Le cycle observe-décide-agit
Les 3 acteurs de la boucle
La boucle agentique met en jeu trois acteurs distincts :
| Acteur | Rôle |
|---|---|
| Le LLM | Décide quoi faire à chaque tour. Il ne fait rien lui-même. |
| Le runtime | Exécute les actions demandées par le LLM (lire un fichier, lancer un build, écrire du code). |
| L’utilisateur | Donne l’intention initiale et, selon le mode, valide les actions intermédiaires. |
À chaque tour : le modèle reçoit le contexte disponible (instructions, historique, résultats d’outils), décide d’une action (appeler un outil ou répondre), le runtime exécute cette action, puis le résultat est renvoyé au modèle pour le tour suivant.
Point clé : La boucle s’arrête quand le modèle répond sans appeler d’outil, ou quand une limite est atteinte (nombre de tours, budget de tokens).
Le feedback : moteur de la boucle
Pourquoi le feedback est déterminant
Ce qui rend la boucle utile, c’est le feedback. Chaque résultat d’outil (sortie console, message d’erreur, résultat de test) est réinjecté dans le contexte du tour suivant. L’agent peut donc se corriger sans intervention humaine.
Exemples de feedback exploitable :
- Build échoué : le message d’erreur du compilateur indique la ligne et le type attendu vs obtenu.
- Test rouge : l’assertion échouée montre l’écart entre attendu et obtenu.
- Linter : les warnings pointent les violations de style ou les erreurs courantes.
Point clé : Plus le feedback est structuré et lisible, mieux l’agent se corrige. Un message cryptique comme « Erreur. » sans détail ni numéro de ligne ne donne rien d’actionnable. Un système de types fort (C#, TypeScript) fournit un feedback précis et automatique — c’est un des 12 Leverage Points (LP6 Types).
Piège courant : Un agent sans feedback structuré finit par deviner. C’est le meilleur moyen d’obtenir du code qui compile mais qui ne fait pas ce qu’on veut (drift silencieux).
Boucle implicite vs boucle explicite
Boucle implicite
Par défaut, la boucle est implicite : l’agent décide seul s’il doit relancer un build ou passer à autre chose. Aucune garantie de vérification.
Exemple — prompt : « Implémente la méthode CalculatePrice. »
L’agent écrit le code, peut-être lance un build, peut-être pas.
Boucle explicite (Closed-Loop Prompting)
On rend la boucle explicite en précisant dans le prompt les étapes de vérification et de correction.
Exemple — prompt : « Implémente la méthode CalculatePrice, puis lance dotnet test. Si des tests échouent, corrige et relance. Répète jusqu’à ce que tous les tests passent, ou après 3 tentatives maximum. »
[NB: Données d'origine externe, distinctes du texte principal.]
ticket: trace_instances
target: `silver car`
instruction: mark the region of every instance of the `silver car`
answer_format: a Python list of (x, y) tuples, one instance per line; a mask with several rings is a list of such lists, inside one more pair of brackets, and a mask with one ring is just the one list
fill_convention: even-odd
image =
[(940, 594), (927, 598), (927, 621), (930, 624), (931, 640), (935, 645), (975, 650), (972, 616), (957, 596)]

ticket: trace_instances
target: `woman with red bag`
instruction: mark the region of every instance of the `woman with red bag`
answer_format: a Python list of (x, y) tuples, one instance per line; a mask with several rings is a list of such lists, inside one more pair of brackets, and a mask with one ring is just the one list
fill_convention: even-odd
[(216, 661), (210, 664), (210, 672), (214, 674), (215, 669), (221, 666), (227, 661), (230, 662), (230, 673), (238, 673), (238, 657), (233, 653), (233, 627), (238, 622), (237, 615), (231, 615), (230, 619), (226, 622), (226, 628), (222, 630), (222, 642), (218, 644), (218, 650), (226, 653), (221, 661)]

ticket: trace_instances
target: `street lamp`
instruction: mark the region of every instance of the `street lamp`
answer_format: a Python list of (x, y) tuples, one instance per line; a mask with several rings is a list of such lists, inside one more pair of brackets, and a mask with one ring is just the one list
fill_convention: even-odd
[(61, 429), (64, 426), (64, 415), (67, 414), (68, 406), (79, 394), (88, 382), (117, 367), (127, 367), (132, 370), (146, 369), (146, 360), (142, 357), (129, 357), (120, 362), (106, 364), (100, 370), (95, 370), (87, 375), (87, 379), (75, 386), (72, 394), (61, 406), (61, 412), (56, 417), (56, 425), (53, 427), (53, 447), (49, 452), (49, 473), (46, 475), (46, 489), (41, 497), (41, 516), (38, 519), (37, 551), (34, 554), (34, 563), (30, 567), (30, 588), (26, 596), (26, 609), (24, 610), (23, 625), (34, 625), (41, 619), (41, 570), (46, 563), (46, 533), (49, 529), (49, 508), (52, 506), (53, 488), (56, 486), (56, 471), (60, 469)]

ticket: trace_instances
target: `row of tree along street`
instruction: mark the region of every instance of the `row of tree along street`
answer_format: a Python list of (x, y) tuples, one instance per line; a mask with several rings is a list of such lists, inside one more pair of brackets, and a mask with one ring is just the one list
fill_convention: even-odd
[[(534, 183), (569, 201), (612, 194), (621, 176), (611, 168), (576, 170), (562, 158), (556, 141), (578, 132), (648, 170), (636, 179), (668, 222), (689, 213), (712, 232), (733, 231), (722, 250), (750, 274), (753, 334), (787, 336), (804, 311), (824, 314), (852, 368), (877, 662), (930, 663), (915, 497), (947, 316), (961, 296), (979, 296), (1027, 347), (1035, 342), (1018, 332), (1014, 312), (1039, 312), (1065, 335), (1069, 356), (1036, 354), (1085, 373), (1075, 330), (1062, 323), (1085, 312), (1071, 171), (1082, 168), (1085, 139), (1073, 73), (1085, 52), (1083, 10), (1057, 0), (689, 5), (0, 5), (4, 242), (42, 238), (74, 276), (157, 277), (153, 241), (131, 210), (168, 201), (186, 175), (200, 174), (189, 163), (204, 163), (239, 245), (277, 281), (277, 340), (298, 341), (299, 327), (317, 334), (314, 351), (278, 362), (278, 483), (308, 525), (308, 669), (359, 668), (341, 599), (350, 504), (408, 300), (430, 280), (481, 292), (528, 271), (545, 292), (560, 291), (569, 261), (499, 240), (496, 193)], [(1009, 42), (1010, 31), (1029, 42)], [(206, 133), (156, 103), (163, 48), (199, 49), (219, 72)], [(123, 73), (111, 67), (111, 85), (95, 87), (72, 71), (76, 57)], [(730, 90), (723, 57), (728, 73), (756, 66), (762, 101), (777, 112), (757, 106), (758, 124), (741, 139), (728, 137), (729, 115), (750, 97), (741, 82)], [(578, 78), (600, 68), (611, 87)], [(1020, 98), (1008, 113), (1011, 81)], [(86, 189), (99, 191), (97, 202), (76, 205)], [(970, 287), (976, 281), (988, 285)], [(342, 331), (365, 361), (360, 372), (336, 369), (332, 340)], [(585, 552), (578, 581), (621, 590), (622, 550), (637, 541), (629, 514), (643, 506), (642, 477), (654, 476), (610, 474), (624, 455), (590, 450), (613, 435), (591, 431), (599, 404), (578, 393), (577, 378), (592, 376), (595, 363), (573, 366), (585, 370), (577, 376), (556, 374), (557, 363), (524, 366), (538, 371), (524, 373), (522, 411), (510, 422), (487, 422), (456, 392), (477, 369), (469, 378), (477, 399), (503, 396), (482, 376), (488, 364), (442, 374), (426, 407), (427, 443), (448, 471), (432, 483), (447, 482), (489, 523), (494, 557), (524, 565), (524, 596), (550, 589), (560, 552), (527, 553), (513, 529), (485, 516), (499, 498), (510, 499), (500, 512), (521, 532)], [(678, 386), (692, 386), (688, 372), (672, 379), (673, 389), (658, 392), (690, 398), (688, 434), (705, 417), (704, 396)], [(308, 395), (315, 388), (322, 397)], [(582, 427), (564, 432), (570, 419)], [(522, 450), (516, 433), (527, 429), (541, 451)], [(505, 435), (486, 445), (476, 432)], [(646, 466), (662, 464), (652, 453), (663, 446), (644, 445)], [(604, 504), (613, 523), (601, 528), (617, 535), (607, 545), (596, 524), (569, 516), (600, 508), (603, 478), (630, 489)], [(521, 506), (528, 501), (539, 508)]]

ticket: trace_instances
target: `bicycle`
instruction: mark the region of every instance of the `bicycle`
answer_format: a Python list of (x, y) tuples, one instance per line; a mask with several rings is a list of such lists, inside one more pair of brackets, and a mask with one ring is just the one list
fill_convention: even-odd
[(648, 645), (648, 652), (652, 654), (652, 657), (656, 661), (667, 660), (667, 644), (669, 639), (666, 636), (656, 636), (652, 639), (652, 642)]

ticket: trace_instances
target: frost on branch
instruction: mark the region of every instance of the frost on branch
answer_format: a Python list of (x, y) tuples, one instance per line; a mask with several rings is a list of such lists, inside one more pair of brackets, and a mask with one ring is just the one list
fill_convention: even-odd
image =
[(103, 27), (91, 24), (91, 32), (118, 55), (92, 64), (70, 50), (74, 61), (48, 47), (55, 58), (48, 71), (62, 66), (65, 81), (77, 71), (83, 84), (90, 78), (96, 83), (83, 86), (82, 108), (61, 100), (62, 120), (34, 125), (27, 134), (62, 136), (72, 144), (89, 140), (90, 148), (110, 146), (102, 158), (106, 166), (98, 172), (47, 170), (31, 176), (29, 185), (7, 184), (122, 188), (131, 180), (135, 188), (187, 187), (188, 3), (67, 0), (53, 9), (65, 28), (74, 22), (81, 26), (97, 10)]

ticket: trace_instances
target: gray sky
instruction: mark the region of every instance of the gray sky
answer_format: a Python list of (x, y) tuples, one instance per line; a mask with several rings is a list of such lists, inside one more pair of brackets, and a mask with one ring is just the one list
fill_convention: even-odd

Point clé : La boucle explicite est un pattern de prompting, pas une feature d’outil. Elle fonctionne dans tout agent qui a accès à un outil de vérification (build, test, lint). C’est le principe du Closed-Loop Prompting : on inscrit la logique de vérification et de correction directement dans le prompt.
Quand la boucle déraille
Trois modes d’échec principaux
| Mode d’échec | Symptôme | Cause probable |
|---|---|---|
| Boucle infinie | L’agent retente la même correction sans fin | Feedback ambigu ou erreur non reproductible (test flakey) |
| Arrêt prématuré | L’agent répond sans avoir vérifié son travail | Pas de consigne de vérification dans le prompt |
| Drift silencieux | Le code compile et les tests passent, mais le résultat ne correspond pas à l’intention | Les tests ne couvrent pas le cas demandé |
Piège courant : Quand l’agent tourne en boucle sans progresser, le problème est rarement le modèle. C’est presque toujours un problème de contexte (information manquante) ou de prompt (consigne ambiguë). Diagnostic : prompt et contexte d’abord, modèle en dernier.
Bonnes pratiques pour piloter la boucle
- Donner une condition d’arrêt claire : « Termine quand tous les tests passent » ou « Arrête après 3 tentatives et liste les erreurs restantes. »
- Inclure une étape de vérification : build, test, ou lint dans le prompt.
- Limiter le nombre de tours : un budget max évite les boucles infinies et le gaspillage de tokens.
- Fournir du feedback structuré : si un outil custom renvoie des erreurs, formater le message pour qu’il soit actionnable.
Point clé : La qualité du résultat dépend autant de la boucle (feedback, vérification, limites) que du modèle lui-même. La clause d’arrêt après N tentatives est un des principes du ZTE (Zero Trust Execution) : échec explicite plutôt que boucle infinie.